Accadde oggi: il 15 gennaio 1993 la mafia viene decapitata con l’arresto di Riina

Accadde oggi: il 15 gennaio 199 arrestato il capo della mafia Totò Riina. Dopo 24 anni, è finita la latitanza di “Totò u curtu” (è alto un metro e 59), il boss dei boss, il capo della mafia. L’hanno preso i carabinieri – una squadra comandata dal capitano Ultimo – è accusato di 182 omicidi e delle stragi con autobombe dell’anno prima. Tempo dopo qualcuno accuserà qualche altro boss mafioso di aver venduto il capo dei capi, ma al momento c’è solo da godersi il successo. Si brinda nelle questure di tutta Italia, anche se il colpo l’hanno fatto i cugini dell’Arma e tra agenti e militari, si sa, la concorrenza è accesa. 

La cattura di Totò Riina lascia tuttavia anche un po’ di amaro in bocca, come sottolinea Giuseppe Ayala, già magistrato del pool antimafia, in un editoriale pubblicato da Repubblica. «Non riusciamo, però, a cancellare dal nostro animo», scrive Ayala, «pur nella brillantezza del momento, una sincera e profonda amarezza.

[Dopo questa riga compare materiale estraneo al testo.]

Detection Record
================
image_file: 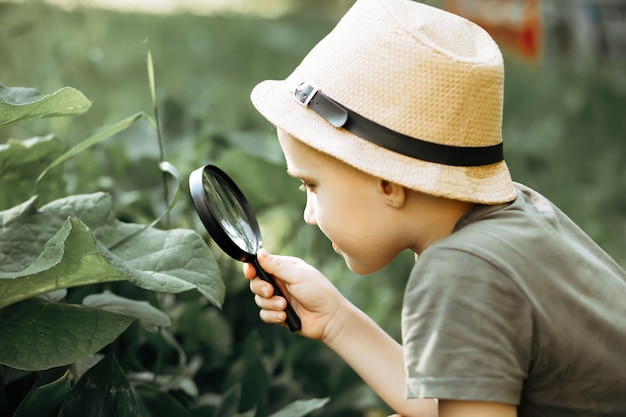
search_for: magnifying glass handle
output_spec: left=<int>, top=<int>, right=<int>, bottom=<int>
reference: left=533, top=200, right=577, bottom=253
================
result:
left=251, top=257, right=302, bottom=332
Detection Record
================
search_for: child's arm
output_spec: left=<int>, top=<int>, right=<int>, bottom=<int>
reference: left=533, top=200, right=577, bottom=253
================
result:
left=244, top=251, right=437, bottom=417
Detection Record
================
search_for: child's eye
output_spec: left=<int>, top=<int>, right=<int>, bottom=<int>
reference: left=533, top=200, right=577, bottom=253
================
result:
left=298, top=181, right=315, bottom=191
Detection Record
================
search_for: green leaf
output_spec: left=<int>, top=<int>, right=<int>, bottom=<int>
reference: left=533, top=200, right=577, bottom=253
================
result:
left=59, top=354, right=139, bottom=417
left=0, top=135, right=65, bottom=210
left=137, top=386, right=191, bottom=417
left=13, top=370, right=71, bottom=417
left=0, top=298, right=135, bottom=371
left=83, top=291, right=172, bottom=331
left=0, top=84, right=91, bottom=128
left=37, top=112, right=150, bottom=182
left=0, top=193, right=224, bottom=308
left=269, top=398, right=329, bottom=417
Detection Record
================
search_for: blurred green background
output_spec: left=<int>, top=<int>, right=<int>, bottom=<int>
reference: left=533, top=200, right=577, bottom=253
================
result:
left=0, top=0, right=626, bottom=416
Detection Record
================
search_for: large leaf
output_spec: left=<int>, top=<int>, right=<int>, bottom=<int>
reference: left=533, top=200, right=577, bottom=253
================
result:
left=270, top=398, right=329, bottom=417
left=0, top=135, right=65, bottom=210
left=0, top=193, right=224, bottom=307
left=0, top=298, right=135, bottom=371
left=0, top=84, right=91, bottom=128
left=83, top=291, right=172, bottom=331
left=13, top=371, right=71, bottom=417
left=59, top=354, right=139, bottom=417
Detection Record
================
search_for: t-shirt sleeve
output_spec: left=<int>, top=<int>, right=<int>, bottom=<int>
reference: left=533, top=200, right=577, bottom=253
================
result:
left=402, top=248, right=533, bottom=404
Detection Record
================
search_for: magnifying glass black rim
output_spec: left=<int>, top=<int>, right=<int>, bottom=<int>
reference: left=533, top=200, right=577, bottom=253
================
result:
left=189, top=164, right=261, bottom=262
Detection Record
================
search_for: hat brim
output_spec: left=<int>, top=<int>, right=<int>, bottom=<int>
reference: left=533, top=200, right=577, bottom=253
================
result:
left=250, top=80, right=516, bottom=204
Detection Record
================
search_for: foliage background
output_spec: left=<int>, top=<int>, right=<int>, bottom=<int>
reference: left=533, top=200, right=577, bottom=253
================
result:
left=0, top=1, right=626, bottom=416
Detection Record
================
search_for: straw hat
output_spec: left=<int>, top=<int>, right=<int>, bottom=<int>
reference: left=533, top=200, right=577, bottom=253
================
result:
left=251, top=0, right=516, bottom=204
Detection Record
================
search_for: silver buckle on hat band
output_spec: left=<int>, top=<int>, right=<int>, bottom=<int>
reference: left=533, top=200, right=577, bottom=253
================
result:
left=293, top=82, right=504, bottom=166
left=293, top=82, right=319, bottom=107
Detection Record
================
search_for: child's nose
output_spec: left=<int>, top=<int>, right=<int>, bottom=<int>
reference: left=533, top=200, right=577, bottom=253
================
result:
left=304, top=198, right=317, bottom=226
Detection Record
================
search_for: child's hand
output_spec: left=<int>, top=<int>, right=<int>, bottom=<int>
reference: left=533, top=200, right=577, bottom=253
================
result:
left=244, top=249, right=349, bottom=340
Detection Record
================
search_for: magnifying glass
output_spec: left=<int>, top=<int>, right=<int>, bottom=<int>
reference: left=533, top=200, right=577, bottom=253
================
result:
left=189, top=165, right=302, bottom=331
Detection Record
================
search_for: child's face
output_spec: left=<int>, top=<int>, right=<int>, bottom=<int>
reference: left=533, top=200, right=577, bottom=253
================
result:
left=278, top=129, right=406, bottom=274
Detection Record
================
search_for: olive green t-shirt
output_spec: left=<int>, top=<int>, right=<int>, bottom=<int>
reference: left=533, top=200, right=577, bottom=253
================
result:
left=402, top=184, right=626, bottom=417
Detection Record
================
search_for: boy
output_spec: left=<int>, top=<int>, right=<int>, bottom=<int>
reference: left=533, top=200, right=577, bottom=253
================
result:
left=244, top=0, right=626, bottom=417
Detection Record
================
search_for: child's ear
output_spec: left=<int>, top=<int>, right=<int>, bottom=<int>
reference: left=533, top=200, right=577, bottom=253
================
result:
left=379, top=180, right=406, bottom=208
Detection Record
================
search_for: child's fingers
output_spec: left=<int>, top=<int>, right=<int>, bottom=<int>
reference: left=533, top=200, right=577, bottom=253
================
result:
left=254, top=295, right=287, bottom=311
left=250, top=278, right=274, bottom=298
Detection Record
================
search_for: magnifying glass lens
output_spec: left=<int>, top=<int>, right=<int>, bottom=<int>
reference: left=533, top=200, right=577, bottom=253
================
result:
left=189, top=165, right=302, bottom=331
left=202, top=169, right=260, bottom=254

Ieri si è finalmente conclusa una latitanza che non esitiamo a definire mortificante, se non offensiva, per il comune sentire della gente. Le modalità stesse dell’arresto confermano quello che da più fonti era costantemente emerso, e cioè che, per quanto incredibile possa sembrare, a Riina è stato consentito, per oltre un ventennio, di muoversi sostanzialmente indisturbato nell’ambito del proprio centro di interessi, la città di Palermo. Nel corso di tale lunghissimo periodo nessun ostacolo è stato con successo posto alla sua incontenibile scalata al potere egemonico di Cosa Nostra».

I giornali pubblicano la foto del boss appena catturato, la prima immagine aggiornata del capo mafioso, quella precedente era una vecchia immagine in bianco e nero che ritraeva un giovane uomo. Al momento della cattura il boss dei boss ha 63 anni (è nato nel novembre 1930). Anche le sequenze della cattura finiscono nei giornali.

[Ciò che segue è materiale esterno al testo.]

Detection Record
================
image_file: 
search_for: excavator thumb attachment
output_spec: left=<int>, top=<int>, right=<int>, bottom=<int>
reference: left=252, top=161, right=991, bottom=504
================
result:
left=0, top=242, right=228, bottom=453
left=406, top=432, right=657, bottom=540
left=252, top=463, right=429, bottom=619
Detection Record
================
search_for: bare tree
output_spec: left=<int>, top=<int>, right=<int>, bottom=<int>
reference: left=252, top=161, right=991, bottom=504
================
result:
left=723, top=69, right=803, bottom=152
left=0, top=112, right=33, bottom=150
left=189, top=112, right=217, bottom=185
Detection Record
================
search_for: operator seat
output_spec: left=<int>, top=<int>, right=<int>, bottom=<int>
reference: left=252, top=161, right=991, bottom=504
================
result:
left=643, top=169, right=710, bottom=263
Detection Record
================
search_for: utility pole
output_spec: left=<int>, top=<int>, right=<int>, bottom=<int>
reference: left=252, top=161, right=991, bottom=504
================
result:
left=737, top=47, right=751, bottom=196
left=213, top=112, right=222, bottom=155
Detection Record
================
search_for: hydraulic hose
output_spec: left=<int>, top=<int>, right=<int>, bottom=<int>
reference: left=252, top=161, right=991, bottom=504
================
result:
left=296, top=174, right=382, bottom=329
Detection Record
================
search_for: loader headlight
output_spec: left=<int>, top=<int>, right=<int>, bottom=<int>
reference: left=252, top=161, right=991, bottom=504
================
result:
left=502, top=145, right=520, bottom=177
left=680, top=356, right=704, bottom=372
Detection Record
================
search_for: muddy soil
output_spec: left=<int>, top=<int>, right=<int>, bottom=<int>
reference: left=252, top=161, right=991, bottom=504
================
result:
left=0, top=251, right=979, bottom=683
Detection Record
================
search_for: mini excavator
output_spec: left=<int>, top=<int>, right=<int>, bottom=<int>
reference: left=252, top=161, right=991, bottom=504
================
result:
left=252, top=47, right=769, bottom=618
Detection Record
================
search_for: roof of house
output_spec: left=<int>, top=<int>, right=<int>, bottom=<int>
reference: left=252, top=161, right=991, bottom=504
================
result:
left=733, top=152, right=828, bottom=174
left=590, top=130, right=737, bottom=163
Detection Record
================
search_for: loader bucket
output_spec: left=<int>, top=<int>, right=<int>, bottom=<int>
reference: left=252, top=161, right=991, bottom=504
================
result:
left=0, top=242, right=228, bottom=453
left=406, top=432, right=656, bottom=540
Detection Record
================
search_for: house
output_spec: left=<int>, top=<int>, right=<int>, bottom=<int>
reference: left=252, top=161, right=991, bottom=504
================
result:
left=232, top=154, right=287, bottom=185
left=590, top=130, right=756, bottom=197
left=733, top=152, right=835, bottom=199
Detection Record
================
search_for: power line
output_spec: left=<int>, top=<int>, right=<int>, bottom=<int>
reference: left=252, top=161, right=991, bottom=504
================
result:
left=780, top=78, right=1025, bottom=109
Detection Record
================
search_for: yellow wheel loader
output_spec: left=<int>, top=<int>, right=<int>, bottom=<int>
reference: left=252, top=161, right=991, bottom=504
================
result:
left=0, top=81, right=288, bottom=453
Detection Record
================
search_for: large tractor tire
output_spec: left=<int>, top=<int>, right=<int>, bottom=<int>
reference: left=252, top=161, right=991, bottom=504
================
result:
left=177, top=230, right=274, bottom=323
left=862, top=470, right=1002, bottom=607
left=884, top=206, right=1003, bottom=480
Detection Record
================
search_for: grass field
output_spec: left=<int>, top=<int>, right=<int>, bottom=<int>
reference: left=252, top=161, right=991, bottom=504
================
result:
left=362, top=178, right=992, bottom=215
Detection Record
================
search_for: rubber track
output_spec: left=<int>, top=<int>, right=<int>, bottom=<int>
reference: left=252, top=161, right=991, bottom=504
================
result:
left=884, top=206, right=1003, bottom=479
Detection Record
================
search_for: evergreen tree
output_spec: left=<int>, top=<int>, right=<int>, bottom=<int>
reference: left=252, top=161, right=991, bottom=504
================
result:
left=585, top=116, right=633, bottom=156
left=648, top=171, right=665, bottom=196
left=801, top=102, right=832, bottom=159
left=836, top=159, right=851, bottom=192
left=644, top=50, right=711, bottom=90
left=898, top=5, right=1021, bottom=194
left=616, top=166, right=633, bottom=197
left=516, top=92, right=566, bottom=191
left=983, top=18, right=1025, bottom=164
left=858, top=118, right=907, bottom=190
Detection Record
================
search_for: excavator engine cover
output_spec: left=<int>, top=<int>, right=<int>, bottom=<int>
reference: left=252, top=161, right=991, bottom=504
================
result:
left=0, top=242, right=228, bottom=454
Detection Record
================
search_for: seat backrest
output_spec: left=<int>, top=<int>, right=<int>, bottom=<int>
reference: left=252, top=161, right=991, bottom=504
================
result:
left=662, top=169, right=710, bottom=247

«È accaduto tutto alle 8.30 del 15 gennaio di 27 anni fa nell’area della circonvallazione di Palermo», ricostruisce Felice Cavallaro sul Corriere della sera, «dove circa trentacinque uomini (guidati da un capitano di 30 anni che a Milano aveva indagato col giudice Ilda Boccassini sulla vicenda Duomo connection) erano disposti a raggiera in modo da proteggere dodici di loro lanciati nella cattura del numero uno di Cosa Nostra. La Citroen ZX di Totò Riina aveva lasciato la larga carreggiata di viale Leonardo da Vinci per abbordare la rotonda del Motel Agip e proseguire poi lungo la circonvallazione in direzione Catania ma, a metà del giro, di fronte ai benzinai del vicino distributore e sotto un cartellone pubblicitario dell’Alfa Romeo, l’autista s’è visto stringere da due auto che l’hanno costretto a frenare. Per un istante poteva anche sembrare un mezzo incidente provocato da una manovra imprudente. Ma solo per un istante perché quegli uomini alti e massicci schizzati fuori dalle due auto con le pistole in pugno mentre un paio di Alfette di servizio piombavano davanti alla Citroen toglievano ogni dubbio anche a questo Riina grasso e tarchiato, pronto a tentare l’impossibile. “State sbagliando persona”. “E lei ci segua lo stesso in caserma”». In effetti altre volte era riuscito a sgusciare attraverso i posti di blocco mostrando documenti d’identità falsi. Un po’ diversa la conclusione che viene riportata dalla Stampa: «Bravi, complimenti», avrebbe detto il boss agli uomini che lo stavano catturando.

Anche questa volta non intende dare nell’occhio: niente auto blindata, niente scorta, ma questa volta i carabinieri del colonnello Mario Mori sanno chi sta loro di fronte (incidentalmente, il 15 gennaio 1993 è il primo giorno a Palermo del nuovo procuratore antimafia, Giancarlo Caselli. Un bel regalo quello che gli fa l’Arma). Ha in tasca 500mila lire, qualche spicciolo, una scatola di pasticche per il mal di gola, nel portafoglio la foto della moglie Ninetta Bagarella. L’arresto, si saprà in seguito, è favorito dalle dichiarazioni del suo ex autista, Baldassarre Di Maggio, nel frattempo pentito. Ma c’è anche chi sostiene che sarebbe stato “venduto” da quella parte della mafia che non condivideva la sua linea dura, i suoi omicidi, i suoi attentati che attiravano sempre più l’attenzione su Cosa Nostra. Qualcuno avrebbe preferito mantenere un profilo più basso per condurre con maggior agio gli affari illeciti. «Non mi sento di escludere che a questo risultato possano avere in qualche misura contribuito i dissapori e i contrasti che sembra fossero affiorati attorno alla persona e al ruolo di Riina, che aveva instaurato all’interno di Cosa Nostra, assieme a Nitto Santapaola e a pochi altri fedelissimi, una vera e propria sanguinaria dittatura», scrive sulla Stampa Antonino Caponnetto, alla guida del pool antimafia nei primi anni Ottanta. Riina muore a Parma nel novembre del 2017 portandosi dietro numerosissimi segreti di cosa Nostra.